Return to Forever: Returns: Live at Montreux 2008
Original members Chick Corea, Stanley Clarke, Al di Meola and Lenny White have put together this classic jazz fusion band after being begged to do so by their rabid fans (it too them 25 years). Now you might ask what the hell this DVD review is doing in a heavy rock column? Well, at first I wasn’t going to post this review here, however their influence certainly extended far beyond the confines of jazz.
Lenny White is a big fan of the drumming of Led Zeppelin’s drummer John Bonham is a big clue what sort of band this is in the end. There is a heaviness inherit in the music that you can hear seeping through the music of bands like Dream Theater and Rush. There a whole myriad of jazz metal albums that obviously show a heavy nod to this band’s back catalogue. Jazz fans might argue the point, but I find there is a strong prog-element to this music. Seeing as the progressive-rock music to their name from progressive jazz that makes sense does it not?

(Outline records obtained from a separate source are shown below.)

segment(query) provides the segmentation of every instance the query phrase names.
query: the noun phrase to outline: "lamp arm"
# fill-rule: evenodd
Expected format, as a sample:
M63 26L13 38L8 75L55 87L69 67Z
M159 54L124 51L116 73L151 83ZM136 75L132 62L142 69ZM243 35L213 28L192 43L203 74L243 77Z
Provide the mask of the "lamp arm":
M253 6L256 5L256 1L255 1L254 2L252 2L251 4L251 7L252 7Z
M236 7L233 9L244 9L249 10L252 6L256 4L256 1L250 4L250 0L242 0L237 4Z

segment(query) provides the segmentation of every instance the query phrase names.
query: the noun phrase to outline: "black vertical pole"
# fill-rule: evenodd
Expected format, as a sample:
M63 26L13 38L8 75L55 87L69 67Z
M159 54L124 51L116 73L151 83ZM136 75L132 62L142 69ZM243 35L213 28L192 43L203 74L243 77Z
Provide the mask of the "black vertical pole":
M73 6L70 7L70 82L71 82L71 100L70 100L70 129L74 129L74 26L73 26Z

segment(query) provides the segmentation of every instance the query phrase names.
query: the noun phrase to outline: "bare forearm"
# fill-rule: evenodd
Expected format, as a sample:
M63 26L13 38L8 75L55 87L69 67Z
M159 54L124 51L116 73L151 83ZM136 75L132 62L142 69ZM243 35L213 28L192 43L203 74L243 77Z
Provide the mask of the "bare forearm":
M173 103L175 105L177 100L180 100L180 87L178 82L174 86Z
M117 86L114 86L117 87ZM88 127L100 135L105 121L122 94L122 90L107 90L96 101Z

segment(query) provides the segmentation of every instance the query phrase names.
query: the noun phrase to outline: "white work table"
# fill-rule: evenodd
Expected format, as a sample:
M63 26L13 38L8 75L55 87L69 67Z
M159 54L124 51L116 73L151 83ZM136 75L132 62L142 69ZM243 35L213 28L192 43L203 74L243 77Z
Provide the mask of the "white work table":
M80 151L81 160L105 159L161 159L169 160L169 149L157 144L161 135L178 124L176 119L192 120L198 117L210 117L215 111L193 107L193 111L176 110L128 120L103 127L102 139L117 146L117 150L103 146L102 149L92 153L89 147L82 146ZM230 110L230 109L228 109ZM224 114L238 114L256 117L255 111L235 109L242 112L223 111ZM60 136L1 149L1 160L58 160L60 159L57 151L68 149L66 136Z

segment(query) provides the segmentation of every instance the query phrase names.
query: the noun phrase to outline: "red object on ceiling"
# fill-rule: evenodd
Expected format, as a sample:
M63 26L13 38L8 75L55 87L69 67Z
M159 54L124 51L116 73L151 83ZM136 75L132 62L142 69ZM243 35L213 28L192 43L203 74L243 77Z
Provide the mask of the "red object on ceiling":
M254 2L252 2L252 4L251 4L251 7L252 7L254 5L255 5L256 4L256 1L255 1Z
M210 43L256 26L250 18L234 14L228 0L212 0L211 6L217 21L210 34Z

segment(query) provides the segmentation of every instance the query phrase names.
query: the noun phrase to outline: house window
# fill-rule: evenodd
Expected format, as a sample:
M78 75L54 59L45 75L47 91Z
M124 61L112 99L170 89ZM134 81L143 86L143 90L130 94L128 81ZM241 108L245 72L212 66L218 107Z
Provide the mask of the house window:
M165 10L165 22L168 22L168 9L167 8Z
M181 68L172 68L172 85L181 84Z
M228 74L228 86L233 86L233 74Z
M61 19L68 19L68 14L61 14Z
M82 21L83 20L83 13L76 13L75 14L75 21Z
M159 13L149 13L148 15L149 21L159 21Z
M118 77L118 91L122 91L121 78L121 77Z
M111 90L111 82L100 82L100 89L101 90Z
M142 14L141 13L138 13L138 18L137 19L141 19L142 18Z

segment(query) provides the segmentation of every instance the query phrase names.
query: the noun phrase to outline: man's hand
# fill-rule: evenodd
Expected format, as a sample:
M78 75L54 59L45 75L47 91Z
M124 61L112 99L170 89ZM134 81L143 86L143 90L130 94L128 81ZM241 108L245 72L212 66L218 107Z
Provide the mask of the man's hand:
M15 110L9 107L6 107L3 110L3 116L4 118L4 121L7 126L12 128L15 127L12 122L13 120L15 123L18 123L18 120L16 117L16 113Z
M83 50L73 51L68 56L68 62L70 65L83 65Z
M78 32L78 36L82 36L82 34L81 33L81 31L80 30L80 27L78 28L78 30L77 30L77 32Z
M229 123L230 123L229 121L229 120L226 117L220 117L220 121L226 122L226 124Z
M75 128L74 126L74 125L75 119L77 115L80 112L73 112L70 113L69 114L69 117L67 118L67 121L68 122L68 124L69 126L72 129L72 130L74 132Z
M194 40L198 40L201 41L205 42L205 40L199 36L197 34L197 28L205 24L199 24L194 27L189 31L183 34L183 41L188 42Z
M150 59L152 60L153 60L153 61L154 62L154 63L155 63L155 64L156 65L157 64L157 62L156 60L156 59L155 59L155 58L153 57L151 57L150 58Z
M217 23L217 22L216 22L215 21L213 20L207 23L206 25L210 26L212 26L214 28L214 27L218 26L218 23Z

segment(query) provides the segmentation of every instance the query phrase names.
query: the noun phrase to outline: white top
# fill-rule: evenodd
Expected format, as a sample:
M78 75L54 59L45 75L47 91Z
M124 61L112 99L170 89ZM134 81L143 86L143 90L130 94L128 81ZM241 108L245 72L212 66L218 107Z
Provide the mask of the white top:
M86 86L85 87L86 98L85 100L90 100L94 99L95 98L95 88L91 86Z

On here you get 12 tracks on the proper concert and as it's Blu-ray you have extras like sound choices and five extra tracks including the epic song “Duels of the Jester and the Tyrant” recorded in Clearwater in '08. 149 minutes of jazz prog epic bliss is rather hard to beat.
Well that is your varied bunch for this week. Please have a safe and rocking (or jazzy) week. Try to check out live music where ever and when ever you can.